Special attention is needed to differentiate partial RAG1/2 deficiency with CID versus other antibody syndromes such as common variable immunodeficiency, given their significant clinical and laboratory overlap (eg, frequent infections, autoimmunity, variable lymphopenia, and antibody deficiency). Sole antibody deficiency syndromes are more commonly prone to bacterial but not systemic viral infections. Susceptibility to viral infections, such as recurrent herpes infection in our case, is a possible clue for pRD with CID.25 Another feature that should be kept in mind is that RAG CID patients present with lymphopenia, decreased naïve CD4+ T-cell count, low switched memory B cells, and/or increased fraction of autoreactive-prone (CD19+CD21lo) B cells.26

Allogenic HCT represents a favorable approach to achieve immune reconstitution in patients with RAG1/2 deficiency. Overall survival surpasses 80% in RAG-deficient patients with severe combined immunodeficiency undergoing transplantation from an HLA-matched related donor.27 HCT outcomes for RAG CID-G/AI are limited.28,29 A recent literature review showed that 3 of the 13 transplanted patients died (1 death due to an accident and 2 due to transplant complications). The patients in this review had variable cytoreduction protocols and donor recipient characteristics.30 Five other RAG CID-G/AI patients have been transplanted on the same protocol as the current patient, with favorable outcomes, apart from 1 death due to late sepsis.10,31 Lastly, gene therapy represents an alternative in the path to definitive therapy, currently under an investigatory phase, but with promising results in Rag2−/− mice.32

Our case report highlights several key concepts: patients with history suspicious of IEIs with infectious and noninfectious complications should be evaluated for genetic causes of CID even in the case of mild antibody deficiency syndrome such as specific antibody deficiency and/or IgG subclass deficiency. Lymphopenia with low naïve/memory CD4+ T-cell ratio is a hallmark for CID and should be pursued if feasible. Interestingly, after allogeneic stem cell transplantation, anti–IFN-α, anti–IFN-ω, and anti–IL-17A autoantibodies persisted in our patient, likely due to the presence of patient-derived plasma cells despite the pre-transplant conditioning. Because the patient has displayed SARS-CoV-2–protective titers 6 months after HCT, these will be longitudinally followed to ensure they continue to be protective. Patients with partial RAG deficiency may present with normal quantities of B cells at birth,14 whereas in adulthood progressive B-cell lymphopenia, decline in specific antibody response, and emerging autoantibodies may reflect disease progression.
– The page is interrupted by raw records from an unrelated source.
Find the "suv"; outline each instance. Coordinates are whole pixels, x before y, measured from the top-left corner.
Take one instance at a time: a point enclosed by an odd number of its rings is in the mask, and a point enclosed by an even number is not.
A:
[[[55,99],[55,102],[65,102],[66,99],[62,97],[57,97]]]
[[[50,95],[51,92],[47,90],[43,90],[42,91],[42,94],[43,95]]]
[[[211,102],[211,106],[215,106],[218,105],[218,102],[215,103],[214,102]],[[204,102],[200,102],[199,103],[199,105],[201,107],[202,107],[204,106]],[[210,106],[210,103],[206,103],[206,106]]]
Overall, early diagnosis and assessment of clinical status of pRD can lead to a multidisciplinary approach and definitive therapies, such as HCT.

Conflicts of interest:

M. C. Lopez is an employee and shareholder at Rocket Pharmaceuticals. L. D. Notarangelo is supported by the Division of Intramural Research, National Institute of Allergy and Infectious Diseases, National Institutes of Health (NIH). J. E. Walter is a consultant and has research funding from the NIH (R01AI153830), Jeffrey Modell Foundation, and USF Robert A. Good Endowment and serves as a consultant/advisory board member for Takeda, X4-Pharmaceuticals, CSL-Behring, Grifols, ADMA Biologics, Enzyvant, and Regeneron. All other authors do not report any conflicts of interest.